| See also: "Nearly All Binary Searches and Mergesorts are Broken" by Joshua Bloch. The cluefulness or otherwise with which people often react to Bloch's excellent post is not something to ponder very closely if you want to retain any hope in the future of software engineering. https://ai.googleblog.com/2006/06/extra-extra-read-all-about... https://news.ycombinator.com/item?id=3530104 https://news.ycombinator.com/item?id=1130463 https://news.ycombinator.com/item?id=14906429 https://news.ycombinator.com/item?id=6799336 https://news.ycombinator.com/item?id=9857392 https://news.ycombinator.com/item?id=12147703 https://news.ycombinator.com/item?id=621557 https://news.ycombinator.com/item?id=7594625 https://news.ycombinator.com/item?id=9113001 https://news.ycombinator.com/item?id=16890739 If doomscrolling all that isn't enough to make you fear for mankind's future I'm pretty sure there's an Ulrich Drepper glibc bug report rejection related to this topic (or several) that you can google... On topic: Raymond's post has some other great stuff. SWAR! |
> I would argue that the bug is not in the algorithm -- the bug is in languages that don't detect integer overflow by default.

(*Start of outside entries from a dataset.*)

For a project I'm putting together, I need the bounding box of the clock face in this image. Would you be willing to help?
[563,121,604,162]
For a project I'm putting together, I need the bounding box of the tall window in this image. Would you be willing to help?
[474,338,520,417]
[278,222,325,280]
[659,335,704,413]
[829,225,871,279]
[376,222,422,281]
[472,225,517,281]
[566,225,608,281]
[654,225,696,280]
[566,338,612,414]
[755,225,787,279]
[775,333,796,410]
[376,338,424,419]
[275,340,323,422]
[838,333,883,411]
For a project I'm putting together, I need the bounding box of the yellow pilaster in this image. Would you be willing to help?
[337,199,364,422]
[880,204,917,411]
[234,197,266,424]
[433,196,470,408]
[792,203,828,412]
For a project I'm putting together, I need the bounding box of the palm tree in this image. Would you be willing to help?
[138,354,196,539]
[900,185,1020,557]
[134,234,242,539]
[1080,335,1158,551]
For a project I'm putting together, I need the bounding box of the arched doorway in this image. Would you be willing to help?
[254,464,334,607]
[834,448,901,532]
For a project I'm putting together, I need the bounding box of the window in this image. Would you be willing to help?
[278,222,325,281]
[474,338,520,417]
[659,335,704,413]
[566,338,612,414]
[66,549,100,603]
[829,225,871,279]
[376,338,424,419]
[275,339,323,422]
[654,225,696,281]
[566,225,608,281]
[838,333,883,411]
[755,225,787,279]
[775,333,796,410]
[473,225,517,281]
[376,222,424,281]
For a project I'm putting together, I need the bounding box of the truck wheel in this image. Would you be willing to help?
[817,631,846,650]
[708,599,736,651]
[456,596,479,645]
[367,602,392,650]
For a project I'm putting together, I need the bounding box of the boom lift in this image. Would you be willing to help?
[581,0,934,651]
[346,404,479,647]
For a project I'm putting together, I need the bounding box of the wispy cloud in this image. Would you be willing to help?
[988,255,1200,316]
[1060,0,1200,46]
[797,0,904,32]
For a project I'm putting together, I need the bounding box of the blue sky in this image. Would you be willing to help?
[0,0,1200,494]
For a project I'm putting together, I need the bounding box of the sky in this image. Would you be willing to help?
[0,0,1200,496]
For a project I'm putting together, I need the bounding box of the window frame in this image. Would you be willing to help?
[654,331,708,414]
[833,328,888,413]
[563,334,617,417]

Concretely, this is true enough. But abstractly, not so much: the algorithm is actually "buggy" if you abstract the problem a little. Namely, finding a midpoint of two operands does not require that the operands be numbers, or even addable for that matter. The introduction of that requirement is therefore a bug (at least in my eyes). The easiest way to see this is to replace integers with pointers. Then adding two pointers isn't even a well-defined operation in the general case, let alone dividing them by two. Whereas subtracting them and moving half the distance is actually quite well-defined, and we can see it behaves better too.
I would probably go so far as to claim that this is not an isolated example of where thinking about problems more abstractly helps us come up with solutions that have non-obvious benefits.